The Content – As expected for a first run conference.

It was your typical set of conference talks.  Irongeek (Adrian Crenshaw) has them all posted up on his YouTube Channel.  I will let you be the judge of their quality.  Some of the talks certainly showed that pool of submitted content was not very deep and no real due diligence was done to vet the speakers.  One speaker, in fact, claimed during his talk that he single-handedly brought down the Teslacrypt C2 servers and forced the attackers to cease their DDoS attacks on his employer’s network.  That prompted some investigation by conference attendees on the legitimacy of the speaker, there is a pretty entertaining thread on Twitter.  But these things happen and will continue to happen so long as proper vetting isn’t done.  But as a first run conference, you can’t be too picky.  Speakers are not exactly knocking down your door to get accepted.  But that all comes with time.

It was pretty clear their target audience was not the seasoned professional, but that is ok.  In fact, you are hoping that those guys and gals will fill in your talk slots.  There were a good number of students attending which, I think, is great!  Hopefully they came away with more than I did from the conference and will continue to grow their skills and get out to some of the bigger conferences.

The Cost – No swag, no food, what did my 125 bucks get me?

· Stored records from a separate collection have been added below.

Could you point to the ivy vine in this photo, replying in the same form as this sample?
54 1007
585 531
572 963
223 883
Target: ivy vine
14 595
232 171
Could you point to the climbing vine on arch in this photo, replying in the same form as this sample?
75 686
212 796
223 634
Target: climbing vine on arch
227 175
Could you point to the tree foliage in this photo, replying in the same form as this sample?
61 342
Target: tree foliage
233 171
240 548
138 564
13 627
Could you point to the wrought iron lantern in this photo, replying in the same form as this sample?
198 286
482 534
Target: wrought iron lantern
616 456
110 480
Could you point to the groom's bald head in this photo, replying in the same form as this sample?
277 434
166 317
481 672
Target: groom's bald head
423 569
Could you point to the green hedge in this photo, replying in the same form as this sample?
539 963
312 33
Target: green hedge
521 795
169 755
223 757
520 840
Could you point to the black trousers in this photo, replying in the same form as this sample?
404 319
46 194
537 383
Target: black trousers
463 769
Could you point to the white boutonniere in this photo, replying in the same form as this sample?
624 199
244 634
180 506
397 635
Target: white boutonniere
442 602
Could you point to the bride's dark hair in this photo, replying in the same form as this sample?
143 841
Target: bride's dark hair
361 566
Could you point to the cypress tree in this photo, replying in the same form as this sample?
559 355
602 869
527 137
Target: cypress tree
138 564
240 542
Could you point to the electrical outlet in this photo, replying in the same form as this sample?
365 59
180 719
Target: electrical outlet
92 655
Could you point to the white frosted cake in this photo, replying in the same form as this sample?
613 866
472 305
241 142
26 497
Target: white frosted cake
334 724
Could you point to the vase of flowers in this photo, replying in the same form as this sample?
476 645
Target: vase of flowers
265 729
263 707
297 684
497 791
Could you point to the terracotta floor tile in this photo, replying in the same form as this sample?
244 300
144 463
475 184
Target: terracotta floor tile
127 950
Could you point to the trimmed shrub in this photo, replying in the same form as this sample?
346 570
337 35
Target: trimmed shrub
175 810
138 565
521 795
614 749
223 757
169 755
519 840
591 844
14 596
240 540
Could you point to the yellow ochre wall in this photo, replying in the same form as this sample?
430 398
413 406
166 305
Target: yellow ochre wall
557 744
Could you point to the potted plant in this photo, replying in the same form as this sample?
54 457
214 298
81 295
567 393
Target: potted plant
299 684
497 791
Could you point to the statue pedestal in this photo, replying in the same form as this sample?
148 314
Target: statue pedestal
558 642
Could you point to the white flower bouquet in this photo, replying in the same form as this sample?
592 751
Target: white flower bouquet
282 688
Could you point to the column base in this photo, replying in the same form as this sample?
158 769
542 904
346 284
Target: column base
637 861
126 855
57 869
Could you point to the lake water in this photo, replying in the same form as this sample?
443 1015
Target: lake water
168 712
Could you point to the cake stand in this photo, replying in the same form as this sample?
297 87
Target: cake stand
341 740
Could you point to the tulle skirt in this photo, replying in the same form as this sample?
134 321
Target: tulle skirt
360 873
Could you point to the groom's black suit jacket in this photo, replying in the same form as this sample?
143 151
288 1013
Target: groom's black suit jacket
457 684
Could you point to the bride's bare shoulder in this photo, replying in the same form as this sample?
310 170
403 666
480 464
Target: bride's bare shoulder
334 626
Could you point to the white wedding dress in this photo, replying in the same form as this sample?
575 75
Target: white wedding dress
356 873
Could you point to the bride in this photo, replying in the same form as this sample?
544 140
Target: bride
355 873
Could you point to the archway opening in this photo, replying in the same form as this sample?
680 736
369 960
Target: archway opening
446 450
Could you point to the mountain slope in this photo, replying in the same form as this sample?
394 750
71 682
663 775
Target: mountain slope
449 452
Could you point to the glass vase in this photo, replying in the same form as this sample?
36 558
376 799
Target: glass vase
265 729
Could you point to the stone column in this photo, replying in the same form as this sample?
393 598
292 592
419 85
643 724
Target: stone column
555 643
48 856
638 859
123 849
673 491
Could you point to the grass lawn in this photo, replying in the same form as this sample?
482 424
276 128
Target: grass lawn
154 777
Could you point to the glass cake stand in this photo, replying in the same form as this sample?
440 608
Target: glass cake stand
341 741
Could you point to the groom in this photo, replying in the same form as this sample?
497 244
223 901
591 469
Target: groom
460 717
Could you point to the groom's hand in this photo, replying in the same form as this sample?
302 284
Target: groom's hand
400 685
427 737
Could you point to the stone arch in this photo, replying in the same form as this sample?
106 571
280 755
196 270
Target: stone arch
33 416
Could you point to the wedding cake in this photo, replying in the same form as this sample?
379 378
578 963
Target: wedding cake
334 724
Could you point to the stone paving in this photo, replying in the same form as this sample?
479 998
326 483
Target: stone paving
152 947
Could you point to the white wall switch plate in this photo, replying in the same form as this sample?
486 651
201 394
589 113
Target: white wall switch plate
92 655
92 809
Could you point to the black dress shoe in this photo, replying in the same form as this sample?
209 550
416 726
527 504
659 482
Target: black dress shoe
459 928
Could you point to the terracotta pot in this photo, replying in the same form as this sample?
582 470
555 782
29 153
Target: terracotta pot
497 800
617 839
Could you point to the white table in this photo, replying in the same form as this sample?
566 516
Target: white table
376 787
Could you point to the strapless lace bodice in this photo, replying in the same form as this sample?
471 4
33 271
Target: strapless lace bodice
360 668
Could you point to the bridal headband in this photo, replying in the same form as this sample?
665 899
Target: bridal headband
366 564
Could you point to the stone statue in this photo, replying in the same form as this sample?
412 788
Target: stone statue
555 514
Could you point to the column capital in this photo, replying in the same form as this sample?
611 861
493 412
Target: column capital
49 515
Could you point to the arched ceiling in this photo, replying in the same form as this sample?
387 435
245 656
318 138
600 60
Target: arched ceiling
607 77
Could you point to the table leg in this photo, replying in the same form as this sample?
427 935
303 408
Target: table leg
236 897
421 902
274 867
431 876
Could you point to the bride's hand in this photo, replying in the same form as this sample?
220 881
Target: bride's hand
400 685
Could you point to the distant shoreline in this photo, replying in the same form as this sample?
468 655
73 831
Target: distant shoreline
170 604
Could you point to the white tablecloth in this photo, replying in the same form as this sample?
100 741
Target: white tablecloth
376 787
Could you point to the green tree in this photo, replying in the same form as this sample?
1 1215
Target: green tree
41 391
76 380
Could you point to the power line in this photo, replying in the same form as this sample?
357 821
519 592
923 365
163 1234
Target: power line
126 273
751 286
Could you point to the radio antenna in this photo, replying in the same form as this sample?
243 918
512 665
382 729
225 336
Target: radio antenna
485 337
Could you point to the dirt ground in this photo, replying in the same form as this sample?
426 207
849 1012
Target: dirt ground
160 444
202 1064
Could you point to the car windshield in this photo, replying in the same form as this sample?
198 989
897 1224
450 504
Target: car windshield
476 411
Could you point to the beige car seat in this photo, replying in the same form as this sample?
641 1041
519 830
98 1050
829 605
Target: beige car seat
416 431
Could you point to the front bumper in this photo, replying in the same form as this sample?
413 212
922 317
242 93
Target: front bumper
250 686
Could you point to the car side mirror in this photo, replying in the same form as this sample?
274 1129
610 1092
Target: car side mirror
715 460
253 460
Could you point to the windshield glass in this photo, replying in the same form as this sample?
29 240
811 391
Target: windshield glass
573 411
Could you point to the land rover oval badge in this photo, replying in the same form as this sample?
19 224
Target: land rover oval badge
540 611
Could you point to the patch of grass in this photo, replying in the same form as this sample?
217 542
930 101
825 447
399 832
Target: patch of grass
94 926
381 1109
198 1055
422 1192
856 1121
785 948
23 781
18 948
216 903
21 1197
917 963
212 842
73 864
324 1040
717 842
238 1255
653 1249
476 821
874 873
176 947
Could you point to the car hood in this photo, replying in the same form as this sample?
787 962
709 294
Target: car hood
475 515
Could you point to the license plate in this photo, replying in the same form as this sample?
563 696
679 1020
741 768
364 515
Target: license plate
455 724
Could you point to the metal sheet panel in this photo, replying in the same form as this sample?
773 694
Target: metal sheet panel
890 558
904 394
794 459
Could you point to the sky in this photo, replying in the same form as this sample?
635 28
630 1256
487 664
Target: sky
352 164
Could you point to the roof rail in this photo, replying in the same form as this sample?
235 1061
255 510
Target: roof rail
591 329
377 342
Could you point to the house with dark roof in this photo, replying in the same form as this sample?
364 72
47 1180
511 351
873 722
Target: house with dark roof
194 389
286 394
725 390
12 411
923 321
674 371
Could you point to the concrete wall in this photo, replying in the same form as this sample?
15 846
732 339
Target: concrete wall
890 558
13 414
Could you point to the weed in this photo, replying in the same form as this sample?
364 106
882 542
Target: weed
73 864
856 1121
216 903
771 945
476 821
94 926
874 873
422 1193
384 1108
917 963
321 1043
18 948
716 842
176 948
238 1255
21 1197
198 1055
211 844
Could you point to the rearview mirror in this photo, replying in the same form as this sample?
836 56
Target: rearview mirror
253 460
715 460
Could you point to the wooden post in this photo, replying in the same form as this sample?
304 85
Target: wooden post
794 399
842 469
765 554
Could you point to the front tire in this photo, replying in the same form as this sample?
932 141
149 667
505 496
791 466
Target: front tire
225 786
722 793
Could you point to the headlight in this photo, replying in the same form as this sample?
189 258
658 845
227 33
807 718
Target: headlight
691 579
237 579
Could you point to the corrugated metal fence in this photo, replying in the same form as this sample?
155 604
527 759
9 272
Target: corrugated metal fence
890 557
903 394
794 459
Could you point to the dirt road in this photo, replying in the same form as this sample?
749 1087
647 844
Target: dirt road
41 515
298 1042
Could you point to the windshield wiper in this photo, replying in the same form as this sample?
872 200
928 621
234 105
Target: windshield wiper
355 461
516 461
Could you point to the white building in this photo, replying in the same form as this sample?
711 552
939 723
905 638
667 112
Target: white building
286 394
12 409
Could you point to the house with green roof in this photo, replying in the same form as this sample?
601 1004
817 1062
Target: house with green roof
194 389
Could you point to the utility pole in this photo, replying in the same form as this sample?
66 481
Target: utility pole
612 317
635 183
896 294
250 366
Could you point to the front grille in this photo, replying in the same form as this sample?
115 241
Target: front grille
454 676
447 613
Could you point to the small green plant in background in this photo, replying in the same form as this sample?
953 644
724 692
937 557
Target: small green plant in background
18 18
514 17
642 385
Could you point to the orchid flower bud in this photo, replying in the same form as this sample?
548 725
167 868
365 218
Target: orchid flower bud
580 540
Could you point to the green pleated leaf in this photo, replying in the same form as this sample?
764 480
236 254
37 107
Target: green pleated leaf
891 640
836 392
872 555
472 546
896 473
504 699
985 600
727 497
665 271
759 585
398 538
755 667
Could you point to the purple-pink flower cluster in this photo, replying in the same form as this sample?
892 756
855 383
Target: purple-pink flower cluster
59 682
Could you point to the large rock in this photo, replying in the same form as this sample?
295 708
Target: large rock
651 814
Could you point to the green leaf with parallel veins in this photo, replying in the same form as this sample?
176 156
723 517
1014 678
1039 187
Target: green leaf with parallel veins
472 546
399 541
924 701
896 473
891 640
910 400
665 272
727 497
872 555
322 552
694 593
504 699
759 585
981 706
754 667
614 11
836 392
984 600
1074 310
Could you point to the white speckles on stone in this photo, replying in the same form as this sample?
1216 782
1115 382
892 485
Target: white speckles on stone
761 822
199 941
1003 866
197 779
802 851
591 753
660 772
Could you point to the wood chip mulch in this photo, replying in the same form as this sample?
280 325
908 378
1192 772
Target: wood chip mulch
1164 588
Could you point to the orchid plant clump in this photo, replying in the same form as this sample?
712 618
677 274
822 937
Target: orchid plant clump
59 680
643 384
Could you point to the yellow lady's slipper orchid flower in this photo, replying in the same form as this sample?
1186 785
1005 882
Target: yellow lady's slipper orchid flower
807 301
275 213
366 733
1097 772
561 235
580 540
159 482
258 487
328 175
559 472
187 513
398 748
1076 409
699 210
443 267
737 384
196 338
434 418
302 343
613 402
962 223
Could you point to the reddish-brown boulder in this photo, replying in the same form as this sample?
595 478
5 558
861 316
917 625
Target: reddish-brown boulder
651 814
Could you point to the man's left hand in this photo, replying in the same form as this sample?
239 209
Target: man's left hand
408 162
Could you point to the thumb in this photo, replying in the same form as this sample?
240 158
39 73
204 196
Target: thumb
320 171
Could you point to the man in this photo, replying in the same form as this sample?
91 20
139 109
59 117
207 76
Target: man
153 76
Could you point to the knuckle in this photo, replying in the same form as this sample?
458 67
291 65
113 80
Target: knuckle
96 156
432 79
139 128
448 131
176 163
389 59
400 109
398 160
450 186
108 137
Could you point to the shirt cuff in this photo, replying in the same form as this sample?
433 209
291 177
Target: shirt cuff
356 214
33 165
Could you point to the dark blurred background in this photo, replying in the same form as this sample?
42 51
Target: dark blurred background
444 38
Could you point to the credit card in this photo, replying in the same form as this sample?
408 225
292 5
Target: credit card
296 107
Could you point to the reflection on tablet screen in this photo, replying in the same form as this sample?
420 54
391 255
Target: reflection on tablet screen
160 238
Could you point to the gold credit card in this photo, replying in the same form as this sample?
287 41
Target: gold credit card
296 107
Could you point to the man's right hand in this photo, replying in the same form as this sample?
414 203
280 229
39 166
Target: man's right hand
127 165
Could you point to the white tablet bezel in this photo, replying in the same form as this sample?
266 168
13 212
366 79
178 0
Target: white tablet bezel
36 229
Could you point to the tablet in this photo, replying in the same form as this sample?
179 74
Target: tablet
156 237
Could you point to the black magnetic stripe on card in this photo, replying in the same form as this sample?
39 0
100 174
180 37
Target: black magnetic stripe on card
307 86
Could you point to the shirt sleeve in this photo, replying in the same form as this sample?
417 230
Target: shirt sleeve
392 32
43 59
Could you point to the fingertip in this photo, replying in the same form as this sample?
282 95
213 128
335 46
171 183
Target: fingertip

When deciding to put on such an event, the topic of cost will be a big piece of the puzzle.  The goal should be to keep the cost low for the attendees.  Not many people are going to want shell out a ton of cash for a first run conference.  Even with the cost of $125 for a non-student, I still registered to attend as I am an avid supporter of furthering the education of the community and Albany is not a far drive.  Unfortunately, I left the conferencing wondering what I actually paid for?  I didn’t get any real swag besides what was available at the vendor tables, no free conference t-shirt, the badge was a basic plastic card badge, there was no breakfast or lunch provided on either day.  I’ve attended BSides events with a much lower cost to register ($20 or less) that included a t-shirt, breakfast, and lunch.  That is what your sponsors are for!  Your purpose for this first run conference should be to get people in the door so that they will come back next year.  As your conference grows you can bump the cost up as the demand to attend may increase.  Now, thankfully, not everyone had to pay the higher cost.  Students were offered a $50 ticket, still pretty high in my opinion.  Hopefully they pay attention to their feedback survey and work to bring the costs down or at least offer more to justify it.

Other thoughts…

Time management certainly needs some improvement.  It did not appear that any of the talks had a time keeper.  This caused the more long-winded speakers to go well over their allotted time which ate into the next speaker’s block.  Things like this can certainly throw off the whole schedule if your talks are tight.  But you will luck out during these first runs by the less experience speaker ending early.  After the keynote on Friday, there was little direction from the conference organizers on logistics.  There was no mentioning of lunch possibilities or plans for later that evening.  We were kind of left to figure that out on our own.  You need to assume that there may be a fair amount of people coming in from outside the area.  You don’t need to have a big party but you should look to the sponsors for possibly hosting a happy hour.  After the last talk, attendees just sort of went off on their own as they were not sure what else to do.  Again, if I was paying $20 bucks for a BSides event, it probably wouldn’t be a big deal, but this was close to the same price as DerbyCon but with a fraction of the content.

Summary of suggestions for next year:

  • Better time management.
  • Better vetting of speakers – don’t pollute the minds of the young by subjecting them to charlatans!
  • Swag bag – give me something to take back with me other than your event program!
  • Food, at least cover breakfast for those driving in the morning of the event.
  • Keep in contact with the attendees throughout the event, not just at the beginning and the end.
  • Look at adding a lock picking village separate from the Hardware hacking village.
  • Make the CTF an internet based one so people can work on it from their hotel rooms.